= PPL India =

Indian collective rights management organization (CMO)

Phonographic Performance Limited India, commonly known as PPL India, is an Indian collective rights management organization (CMO), founded in 1941. The company controls the Public Performance rights of 317 music labels, with more than 1.5 million foreign and 0.8 million Indian songs in their repertoire. Additionally, PPL also holds the Radio Broadcast licensing rights of 268 record labels. The tracks represented by the organization encompass numerous languages including English, Hindi, Marathi, Punjabi, Tamil, Telugu, and Bengali.

== Function ==
Phonographic Performance Limited India licenses its copyrighted sound recordings to consumers to publicly perform the songs and for radio broadcast. It is empowered to collect fees on behalf of its member music labels and distribute the proceeds accordingly.

== Membership ==
The companies represented by PPL in India account for a sizable proportion of the total music market share internationally and domestically. In 2018, PPL India acquired the music rights of South Indian Music Companies Association (SIMCA) thereby gaining control of up to 60% of the region's total musical output. The organization represents some of the world's and India's largest record labels, including T-Series, Sony Music, Saregama, Universal Music, Warner Music India, Times Music and many more record labels.

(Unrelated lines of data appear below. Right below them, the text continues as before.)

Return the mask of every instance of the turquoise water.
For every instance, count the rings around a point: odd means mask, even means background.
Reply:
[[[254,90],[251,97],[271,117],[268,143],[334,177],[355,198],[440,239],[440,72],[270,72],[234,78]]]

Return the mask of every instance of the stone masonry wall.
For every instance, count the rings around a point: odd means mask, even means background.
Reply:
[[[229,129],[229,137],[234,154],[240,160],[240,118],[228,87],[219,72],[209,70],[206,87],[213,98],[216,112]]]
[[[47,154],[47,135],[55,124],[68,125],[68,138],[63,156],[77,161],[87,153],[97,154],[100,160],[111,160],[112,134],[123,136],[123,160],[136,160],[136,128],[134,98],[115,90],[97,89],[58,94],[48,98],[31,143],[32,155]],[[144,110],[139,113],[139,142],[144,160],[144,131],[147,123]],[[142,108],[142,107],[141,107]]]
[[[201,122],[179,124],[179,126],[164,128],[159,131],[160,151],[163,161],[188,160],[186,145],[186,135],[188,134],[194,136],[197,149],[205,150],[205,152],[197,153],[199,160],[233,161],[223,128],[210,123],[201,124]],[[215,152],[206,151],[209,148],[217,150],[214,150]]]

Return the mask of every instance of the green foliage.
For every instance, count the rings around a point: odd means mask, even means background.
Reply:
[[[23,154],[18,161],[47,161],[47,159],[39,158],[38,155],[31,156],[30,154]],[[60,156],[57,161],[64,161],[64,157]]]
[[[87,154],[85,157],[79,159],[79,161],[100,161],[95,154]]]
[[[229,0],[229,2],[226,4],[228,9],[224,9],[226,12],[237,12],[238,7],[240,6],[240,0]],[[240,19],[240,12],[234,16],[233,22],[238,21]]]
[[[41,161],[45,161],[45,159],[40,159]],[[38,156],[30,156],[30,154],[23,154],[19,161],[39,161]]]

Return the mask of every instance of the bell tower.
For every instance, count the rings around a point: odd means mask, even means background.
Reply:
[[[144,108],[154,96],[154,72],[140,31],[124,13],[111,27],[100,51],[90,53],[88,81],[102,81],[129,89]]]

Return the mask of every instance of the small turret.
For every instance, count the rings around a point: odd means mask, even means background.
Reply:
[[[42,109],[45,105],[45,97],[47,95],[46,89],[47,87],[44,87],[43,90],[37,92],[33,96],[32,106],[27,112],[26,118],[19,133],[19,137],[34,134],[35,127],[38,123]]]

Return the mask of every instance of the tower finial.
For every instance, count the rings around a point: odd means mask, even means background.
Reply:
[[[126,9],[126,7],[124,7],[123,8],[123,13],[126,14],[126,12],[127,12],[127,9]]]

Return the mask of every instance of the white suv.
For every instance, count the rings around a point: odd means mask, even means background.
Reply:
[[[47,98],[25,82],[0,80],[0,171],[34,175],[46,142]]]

 PPL India is also affiliated with the International Federation of Phonographic Industries (IFPI)

== Organizational structure ==
PPL India is managed by a board of directors who serve at the pleasure of the company's stakeholders. The day-to-day operations of PPL are overseen by its Managing Director and CEO Mr. Rajat Kakar who was appointed to serve in January 2018. The company currently has 170 employees, operates 17 offices across India, and is headquartered in Andheri, Mumbai.

== Public performance in India ==
PPL enforces the intellectual property rights of its members by ensuring that businesses comply with the law by paying for the music they consume.

== Radio broadcasting rights ==
PPL India also collects license fees on behalf of its members for music played by private, community, and public radio stations across the country. It currently holds the Radio Broadcasting rights of 268 record labels.